REVIEW: Boz a mixed bag
Full disclosure – we were all brought in by the promise of Silk Degrees.
Okay, that might be making too much of an assumption on behalf of the audience who came out to see Boz Scaggs at the Jubilee Auditorium Monday night, but not by much. Silk Degrees, after all, was a monster hit, an album that laid waste to whatever plans Boz might have once had for a varied career. You could also say that it allowed him the latitude to record whatever he wanted after, which he has, but those songs from 1976 still stand over almost everything he does.
That was evident Monday night, even as the San Francisco-based singer showed off a musical range that touched on rhythm and blues, blues, soul and pop music with ease. He kicked off with a perky take on Runnin’ Blue, moved through a version of Sierra that was phrased like a mix between Van Morrison and The Drifters, covered the old chestnut Corrina, Corrina, and led the band through an excellent version of Willie Deville’s Mixed Up, Shook Up Girl.
As good as the band was, there was little sonic liftoff. Much of the energy was provided by backup vocalist Ms. Monet, who threatened to take over the show herself, especially when given the spotlight on combined Sly Stone/Sam and Dave numbers, with a little Tina Turner thrown in for good measure. At that point the band was treading in Las Vegas soul revue territory, with Boz seemingly happy to just vamp along on guitar to the side.
Boz seems a reticent frontman; he was gracious, well-spoken and charming, but clearly uneasy at points, ceding the spotlight when he could, though smiling at the occasional interplay with Ms. Monet. His voice was in fine form, however, and still prone to approximating Kermit the Frog at certain points, which might be his most endearing vocal trait. The hits from Silk Degrees seemed to be rote for him; Lowdown and Lido Shuffle had some nice moments, though lacking the animation that the players who would become Toto provided in animating the bones on record.
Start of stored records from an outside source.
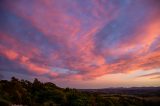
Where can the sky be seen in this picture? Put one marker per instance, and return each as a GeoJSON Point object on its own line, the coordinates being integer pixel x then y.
{"type": "Point", "coordinates": [81, 43]}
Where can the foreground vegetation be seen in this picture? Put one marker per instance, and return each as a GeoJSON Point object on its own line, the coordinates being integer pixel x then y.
{"type": "Point", "coordinates": [48, 94]}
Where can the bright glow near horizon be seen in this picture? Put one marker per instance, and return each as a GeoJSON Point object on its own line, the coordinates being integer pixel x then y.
{"type": "Point", "coordinates": [81, 43]}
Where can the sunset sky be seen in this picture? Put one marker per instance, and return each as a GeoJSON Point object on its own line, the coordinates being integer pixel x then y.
{"type": "Point", "coordinates": [81, 43]}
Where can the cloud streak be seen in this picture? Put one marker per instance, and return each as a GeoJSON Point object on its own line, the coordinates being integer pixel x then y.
{"type": "Point", "coordinates": [73, 39]}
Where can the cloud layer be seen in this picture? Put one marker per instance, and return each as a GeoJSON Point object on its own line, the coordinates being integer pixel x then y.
{"type": "Point", "coordinates": [74, 39]}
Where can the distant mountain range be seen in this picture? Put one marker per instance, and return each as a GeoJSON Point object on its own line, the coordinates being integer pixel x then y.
{"type": "Point", "coordinates": [139, 91]}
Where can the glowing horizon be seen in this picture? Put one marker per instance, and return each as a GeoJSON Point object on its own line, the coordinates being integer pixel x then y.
{"type": "Point", "coordinates": [81, 44]}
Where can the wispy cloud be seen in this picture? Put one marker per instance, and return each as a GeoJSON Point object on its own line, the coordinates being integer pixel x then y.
{"type": "Point", "coordinates": [87, 38]}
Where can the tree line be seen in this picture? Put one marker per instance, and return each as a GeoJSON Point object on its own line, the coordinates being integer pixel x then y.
{"type": "Point", "coordinates": [36, 93]}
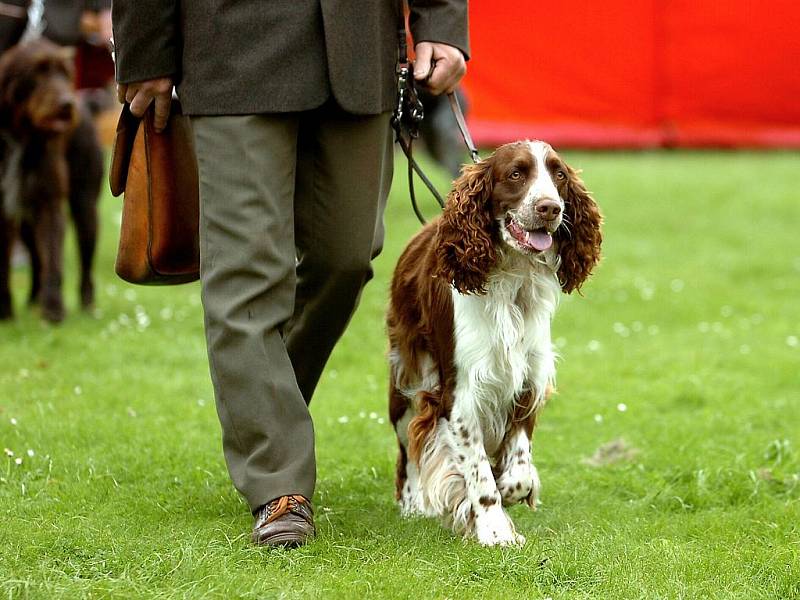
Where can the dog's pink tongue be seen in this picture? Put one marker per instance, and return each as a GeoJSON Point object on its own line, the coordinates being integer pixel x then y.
{"type": "Point", "coordinates": [541, 240]}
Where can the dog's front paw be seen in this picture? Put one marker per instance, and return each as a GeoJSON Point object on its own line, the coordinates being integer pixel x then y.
{"type": "Point", "coordinates": [494, 528]}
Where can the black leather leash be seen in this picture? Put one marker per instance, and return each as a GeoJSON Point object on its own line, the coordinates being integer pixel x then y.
{"type": "Point", "coordinates": [408, 115]}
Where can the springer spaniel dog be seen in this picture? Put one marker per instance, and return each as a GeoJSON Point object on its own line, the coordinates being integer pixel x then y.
{"type": "Point", "coordinates": [49, 154]}
{"type": "Point", "coordinates": [471, 358]}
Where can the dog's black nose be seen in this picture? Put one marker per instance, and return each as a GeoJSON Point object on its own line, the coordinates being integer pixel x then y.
{"type": "Point", "coordinates": [547, 210]}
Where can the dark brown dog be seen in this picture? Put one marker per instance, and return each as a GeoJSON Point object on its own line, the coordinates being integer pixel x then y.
{"type": "Point", "coordinates": [48, 152]}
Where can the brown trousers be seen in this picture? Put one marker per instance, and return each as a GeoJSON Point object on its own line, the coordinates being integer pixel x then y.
{"type": "Point", "coordinates": [291, 216]}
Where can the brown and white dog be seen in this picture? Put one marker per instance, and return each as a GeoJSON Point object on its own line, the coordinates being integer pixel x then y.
{"type": "Point", "coordinates": [472, 361]}
{"type": "Point", "coordinates": [49, 152]}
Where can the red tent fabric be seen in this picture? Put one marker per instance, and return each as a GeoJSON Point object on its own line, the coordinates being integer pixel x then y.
{"type": "Point", "coordinates": [636, 74]}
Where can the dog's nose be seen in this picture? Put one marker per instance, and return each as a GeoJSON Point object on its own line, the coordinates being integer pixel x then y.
{"type": "Point", "coordinates": [547, 210]}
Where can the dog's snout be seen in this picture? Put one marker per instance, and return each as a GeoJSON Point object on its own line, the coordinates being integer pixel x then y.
{"type": "Point", "coordinates": [66, 105]}
{"type": "Point", "coordinates": [547, 210]}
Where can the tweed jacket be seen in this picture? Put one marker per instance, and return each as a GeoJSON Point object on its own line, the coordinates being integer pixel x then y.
{"type": "Point", "coordinates": [256, 56]}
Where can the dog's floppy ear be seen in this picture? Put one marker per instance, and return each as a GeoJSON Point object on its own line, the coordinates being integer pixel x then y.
{"type": "Point", "coordinates": [580, 239]}
{"type": "Point", "coordinates": [465, 240]}
{"type": "Point", "coordinates": [10, 80]}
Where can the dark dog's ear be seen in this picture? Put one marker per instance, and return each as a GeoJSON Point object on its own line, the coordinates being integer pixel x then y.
{"type": "Point", "coordinates": [465, 239]}
{"type": "Point", "coordinates": [580, 238]}
{"type": "Point", "coordinates": [9, 88]}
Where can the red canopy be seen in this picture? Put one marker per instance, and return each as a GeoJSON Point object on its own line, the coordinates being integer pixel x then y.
{"type": "Point", "coordinates": [636, 74]}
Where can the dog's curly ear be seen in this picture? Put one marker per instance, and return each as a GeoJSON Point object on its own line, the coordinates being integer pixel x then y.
{"type": "Point", "coordinates": [579, 242]}
{"type": "Point", "coordinates": [466, 239]}
{"type": "Point", "coordinates": [9, 84]}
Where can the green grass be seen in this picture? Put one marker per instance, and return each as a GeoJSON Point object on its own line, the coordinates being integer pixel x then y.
{"type": "Point", "coordinates": [685, 345]}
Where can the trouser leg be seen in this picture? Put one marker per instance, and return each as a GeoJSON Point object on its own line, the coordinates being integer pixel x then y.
{"type": "Point", "coordinates": [344, 171]}
{"type": "Point", "coordinates": [247, 180]}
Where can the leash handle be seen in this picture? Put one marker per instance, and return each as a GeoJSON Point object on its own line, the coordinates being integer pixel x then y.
{"type": "Point", "coordinates": [462, 126]}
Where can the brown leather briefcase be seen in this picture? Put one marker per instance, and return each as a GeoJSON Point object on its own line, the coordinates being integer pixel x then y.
{"type": "Point", "coordinates": [157, 173]}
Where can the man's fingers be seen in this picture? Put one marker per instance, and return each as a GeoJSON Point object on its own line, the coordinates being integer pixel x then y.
{"type": "Point", "coordinates": [139, 101]}
{"type": "Point", "coordinates": [162, 111]}
{"type": "Point", "coordinates": [422, 64]}
{"type": "Point", "coordinates": [448, 66]}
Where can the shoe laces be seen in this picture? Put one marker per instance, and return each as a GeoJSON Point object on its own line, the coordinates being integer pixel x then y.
{"type": "Point", "coordinates": [280, 506]}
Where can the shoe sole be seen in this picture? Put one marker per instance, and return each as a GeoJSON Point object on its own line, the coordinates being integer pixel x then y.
{"type": "Point", "coordinates": [286, 540]}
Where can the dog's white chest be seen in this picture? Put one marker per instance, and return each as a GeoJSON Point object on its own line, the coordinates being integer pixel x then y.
{"type": "Point", "coordinates": [502, 337]}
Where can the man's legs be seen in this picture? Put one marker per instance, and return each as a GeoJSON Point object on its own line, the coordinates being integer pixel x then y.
{"type": "Point", "coordinates": [247, 184]}
{"type": "Point", "coordinates": [344, 171]}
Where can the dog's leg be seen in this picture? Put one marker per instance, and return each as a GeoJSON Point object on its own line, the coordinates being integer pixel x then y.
{"type": "Point", "coordinates": [27, 237]}
{"type": "Point", "coordinates": [49, 238]}
{"type": "Point", "coordinates": [491, 525]}
{"type": "Point", "coordinates": [408, 489]}
{"type": "Point", "coordinates": [6, 244]}
{"type": "Point", "coordinates": [518, 479]}
{"type": "Point", "coordinates": [86, 172]}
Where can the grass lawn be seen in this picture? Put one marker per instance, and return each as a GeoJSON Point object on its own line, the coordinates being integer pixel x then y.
{"type": "Point", "coordinates": [686, 345]}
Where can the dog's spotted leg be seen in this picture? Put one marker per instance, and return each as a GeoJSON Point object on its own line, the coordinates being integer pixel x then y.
{"type": "Point", "coordinates": [490, 524]}
{"type": "Point", "coordinates": [517, 479]}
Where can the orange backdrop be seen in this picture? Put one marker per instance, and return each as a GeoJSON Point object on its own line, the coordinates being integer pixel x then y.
{"type": "Point", "coordinates": [636, 73]}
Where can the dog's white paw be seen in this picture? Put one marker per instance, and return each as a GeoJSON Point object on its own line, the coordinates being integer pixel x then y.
{"type": "Point", "coordinates": [494, 528]}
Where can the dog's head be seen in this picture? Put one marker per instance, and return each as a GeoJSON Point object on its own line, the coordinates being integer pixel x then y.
{"type": "Point", "coordinates": [37, 91]}
{"type": "Point", "coordinates": [526, 199]}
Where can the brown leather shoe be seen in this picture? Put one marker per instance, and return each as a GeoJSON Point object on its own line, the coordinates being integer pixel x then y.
{"type": "Point", "coordinates": [286, 521]}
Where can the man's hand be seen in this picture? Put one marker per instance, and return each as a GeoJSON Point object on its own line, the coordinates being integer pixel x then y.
{"type": "Point", "coordinates": [439, 66]}
{"type": "Point", "coordinates": [140, 94]}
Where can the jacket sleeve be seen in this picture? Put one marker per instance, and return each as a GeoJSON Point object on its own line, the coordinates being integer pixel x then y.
{"type": "Point", "coordinates": [443, 21]}
{"type": "Point", "coordinates": [147, 39]}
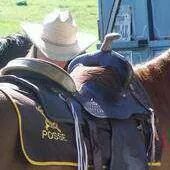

Which isn’t to knock Boz’s band; they were in fact great players, though something seemed lacking. The precision was stifling at times, a little looseness was warranted, something that would have shaken them up a little. The audience likely didn’t agree, though; they lustily called Boz and his cohorts out for two encores, the first featuring both a driving What Can I Say and a dynamic take on Loan Me a Dime, the final one an exuberant version of Chris Kenner’s Sick and Tired.